The goal of this notebook is to provide a few examples for model training and testing. The codebase is written as a python script with argparse, and thus can be run from the terminal shell. 

```
python main.py
```

## Setting up the directory

The final directory should have the following structure.

```
.
├── ckpt/
├── data
│   ├── top_gun_opendata_0.parquet
│   ├── top_gun_opendata_1.parquet
│   ├── top_gun_opendata_2.parquet
│   ├── top_gun_opendata_3.parquet
│   ├── top_gun_opendata_4.parquet
│   ├── top_gun_opendata_5.parquet
│   └── top_gun_opendata_6.parquet
├── dataset.py
├── dataset_utils.py
├── example.ipynb
├── gps_layer.py
├── layers.py
├── main.py
├── model.py
├── README.md
├── run_tests.py
├── tester.py
├── tests.py
├── trainer.py
├── train_utils.py
└── transforms.py
```

The `data` directory will be populated in the next steps, the remaining structure should be correct.

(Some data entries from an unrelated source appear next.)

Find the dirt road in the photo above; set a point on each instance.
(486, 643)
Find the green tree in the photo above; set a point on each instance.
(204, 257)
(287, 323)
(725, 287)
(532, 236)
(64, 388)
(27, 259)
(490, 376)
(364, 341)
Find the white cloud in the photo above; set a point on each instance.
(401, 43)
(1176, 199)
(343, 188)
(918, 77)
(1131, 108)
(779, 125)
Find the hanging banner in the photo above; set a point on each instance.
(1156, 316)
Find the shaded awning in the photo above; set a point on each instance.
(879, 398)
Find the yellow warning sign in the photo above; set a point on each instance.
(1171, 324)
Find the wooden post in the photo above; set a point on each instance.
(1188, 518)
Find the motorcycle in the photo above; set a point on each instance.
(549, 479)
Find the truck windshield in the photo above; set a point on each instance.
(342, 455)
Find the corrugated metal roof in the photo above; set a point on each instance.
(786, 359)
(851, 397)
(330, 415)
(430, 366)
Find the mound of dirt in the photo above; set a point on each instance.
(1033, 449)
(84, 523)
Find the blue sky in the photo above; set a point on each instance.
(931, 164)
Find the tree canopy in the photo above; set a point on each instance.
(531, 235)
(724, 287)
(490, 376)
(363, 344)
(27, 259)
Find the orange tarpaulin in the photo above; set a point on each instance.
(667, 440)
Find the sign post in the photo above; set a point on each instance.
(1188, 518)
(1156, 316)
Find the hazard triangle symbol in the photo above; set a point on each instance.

The `ckpt` directory will automatically be created by the python script.

In [None]:
!mkdir data
%cd data

## Downloading/Extracting the dataset

In [None]:
!wget https://cernbox.cern.ch/index.php/s/cmVxUG4GJzRWKWV/download

In [None]:
!tar -xvf download
!rm download

In [None]:
%cd ..

## Installing the requirements

In [None]:
!pip install -r requirements.txt

## Running the training script

### Login using the Wandb account

In [None]:
!wandb login

The training is called from the `main.py`. Since, it is based on argparse the `help` will provide all the arguments of the training and a description of the argument.

In [None]:
!python main.py --help

### Training best (GraphGPS+Performer+GatedGCN) network

In [None]:
!python main.py --model gps --gps_mpnn_type gatedgcn --gps_global_type performer --scale_histogram --use_pe --num_pe_scales 10 --num_gps_layers 5 --lr 5e-4 --optim adamw --name gps+perf+gatedgcn_5_full --train_batch_size 16 --val_batch_size 16 --test_batch_size 16 --num_epochs 36 --sched_type ca_wm

Explanation: 
- `model` specifies the model type. Here `gps` for the GraphGPS
- `gps_mpnn_type` specifies the local GNN model type used by GraphGPS. Here `gatedgcn` for the ResGatedGCN module
- `gps_global_type` specifies the global self attention model type used by GraphGPS. Here `perfomer` stands for the Performer Self Attention
- `scale_histogram` is to scale all inputs and output to $(0-1]$ 
- `use_pe` is to use Positional Encoding on the inputs
- `num_pe_scales` specifies the number of power scales to use in positional encoding
- `num_gps_layers` specifies the number of GraphGPS layers to stack. 
- `lr` specifies the starting learning rate to be used for training
- `optim` specifies the optimizer type
- `name` specifies the name to be used to log on Weights and Biases. To prevent logging on Weights and Biases `--debug` can be used
- `train/val/test_batch_size` each specify the batch size to use for train/val/test
- `num_epochs` specifies the number of epoch to use for training
- `sched_type` specifies the learning rate scheduler to use. Here `ca_wm` for cosine annealing with warm restarts.

The final model is saved in `ckpt` directory.